Little possibility of that. This is one writer-director’s cheap bastardization of another writer’s work—As repulsive as a love note written in blood—Like its source material, the movie makes no objective sense, decaying like radioactive ore into eventual irrelevance—All of this is written in the style of the Beats, the first thought, the most primal, written first with minimal revisions. The final word: Naked Lunch is a boorish, incoherent waste of space that takes a long, lugubrious road to very pedestrian place. With a Twilight Zone twist-ending tacked on as a final surreal summation.

"Must...coordinate...hand and eye...aw, fuck it."

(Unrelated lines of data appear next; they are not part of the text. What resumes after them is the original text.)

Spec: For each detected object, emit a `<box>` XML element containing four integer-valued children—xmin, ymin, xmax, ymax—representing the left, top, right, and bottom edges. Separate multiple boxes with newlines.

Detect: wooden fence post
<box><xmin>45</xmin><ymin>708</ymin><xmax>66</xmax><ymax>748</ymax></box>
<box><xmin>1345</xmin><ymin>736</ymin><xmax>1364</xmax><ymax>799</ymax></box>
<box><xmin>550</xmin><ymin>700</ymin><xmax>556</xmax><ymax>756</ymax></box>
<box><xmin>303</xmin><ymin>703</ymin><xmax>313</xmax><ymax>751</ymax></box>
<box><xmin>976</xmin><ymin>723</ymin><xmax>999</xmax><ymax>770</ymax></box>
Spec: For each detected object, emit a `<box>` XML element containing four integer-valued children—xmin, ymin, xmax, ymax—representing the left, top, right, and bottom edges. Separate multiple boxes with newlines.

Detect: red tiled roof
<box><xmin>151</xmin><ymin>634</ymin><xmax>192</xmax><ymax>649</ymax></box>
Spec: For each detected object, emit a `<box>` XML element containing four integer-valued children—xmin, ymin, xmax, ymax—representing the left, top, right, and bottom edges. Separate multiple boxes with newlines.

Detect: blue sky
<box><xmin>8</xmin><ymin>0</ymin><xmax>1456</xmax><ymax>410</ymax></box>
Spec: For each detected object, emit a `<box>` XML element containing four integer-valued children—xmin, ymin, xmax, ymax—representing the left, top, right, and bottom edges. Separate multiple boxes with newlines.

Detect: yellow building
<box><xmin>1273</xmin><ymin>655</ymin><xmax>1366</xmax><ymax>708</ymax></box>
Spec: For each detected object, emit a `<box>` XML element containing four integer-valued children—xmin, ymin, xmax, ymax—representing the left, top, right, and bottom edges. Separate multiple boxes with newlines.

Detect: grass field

Zero-gNo glot…C’lom flyday.

5 thoughts on “Naked Lunch (1991)”

  1. Totally disagree with you here. Naked Lunch is my favourite movie and everything you seem to dislike IMO makes the movie even better than the book. So DC inserted some of Burroughs life into the movie – you think he should have made a biopic because of that. Why? That argument doesn’t even make sense because why shouldn’t there be a mix of both an author’s work and the author’s life in a movie? There’s no rule against that. It’s pretty obvious that you would have preferred a movie that stuck closer to the book, but if you want that you have to make your own Naked Lunch movie.
    And for the record, Burroughs himself liked very much what Cronenberg did there. You can of course still dislike the movie, but I’m afraid you’re pretty much alone with your opinion.

    1. Which pretty much confirms my suspicion that you know cooler stoners than I do. (My crowd universally despised this movie – and I made them suffer through five seasons of MST3k.)